I am trying assignments of my complex analysis course which will not be discussed and I got struck on this question:
Let D be the open unit disc centred at origin and $f : D \to \mathbb{C}$ be an analytic function. Let f=u+iv . If f(z)=$\sum_{n=0}^{\infty} a_n z^n $ is the power series of f and for any closed curve p in D , $\int_{p} \frac{ f(z) dz}{(z-a)^2} =0 $ for all a in D with $|a|\geq 1/2$ then f must be constant.
Cauchy theorem implies that $a_{1}=0$ for any defined power series with a as centre such that $|a|\geq 1/2$. But I don't have any reason to believe that f is constant and so I am unable to understand which result I should use.
Kindly help me to prove the deduction.
It is my first course in complex analysis.

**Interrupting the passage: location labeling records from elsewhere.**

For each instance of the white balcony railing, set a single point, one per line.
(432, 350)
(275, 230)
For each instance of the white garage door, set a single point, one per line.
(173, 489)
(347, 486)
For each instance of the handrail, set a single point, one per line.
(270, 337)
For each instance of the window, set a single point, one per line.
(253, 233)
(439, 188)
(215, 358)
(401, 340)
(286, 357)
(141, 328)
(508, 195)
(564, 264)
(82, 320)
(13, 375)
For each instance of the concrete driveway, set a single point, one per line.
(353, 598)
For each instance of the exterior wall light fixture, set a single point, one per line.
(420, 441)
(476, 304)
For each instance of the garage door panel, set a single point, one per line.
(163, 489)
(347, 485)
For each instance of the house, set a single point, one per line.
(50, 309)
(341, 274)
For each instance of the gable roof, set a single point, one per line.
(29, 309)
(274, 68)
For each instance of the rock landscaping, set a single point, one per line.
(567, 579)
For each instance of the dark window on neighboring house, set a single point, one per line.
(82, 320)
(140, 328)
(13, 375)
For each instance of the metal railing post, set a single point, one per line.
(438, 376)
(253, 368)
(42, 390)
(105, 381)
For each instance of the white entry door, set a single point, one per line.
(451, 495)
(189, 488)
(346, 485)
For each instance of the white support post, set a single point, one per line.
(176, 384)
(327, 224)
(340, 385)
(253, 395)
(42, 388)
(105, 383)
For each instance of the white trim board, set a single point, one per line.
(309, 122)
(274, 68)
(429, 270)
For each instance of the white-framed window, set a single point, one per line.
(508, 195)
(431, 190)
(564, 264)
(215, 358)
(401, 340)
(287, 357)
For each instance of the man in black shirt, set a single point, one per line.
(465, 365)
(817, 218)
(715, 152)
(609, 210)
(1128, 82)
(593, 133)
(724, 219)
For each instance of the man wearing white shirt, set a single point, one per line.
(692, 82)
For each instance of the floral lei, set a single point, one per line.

Observe that Cauchy's formula gives for all $|z| \geq 1/2$
$$f'(z) = \frac{1}{2\pi i} \int_{p} \frac{f(\zeta)}{(\zeta-z)^2} d\zeta=0,$$
which shows that $f$ is constant in the annulus $1/2 < |z| < 1$.
Now, you can use the maximum modulus principle on $f'$ for the disc $|z| < 1/2$. Since $f'$ is itself analytic, it achieves its maximum at the boundry of this disc, which we have shown to be 0. Thus, $f'(z)=0$ for all $z \in D$, which shows that $f$ is constant.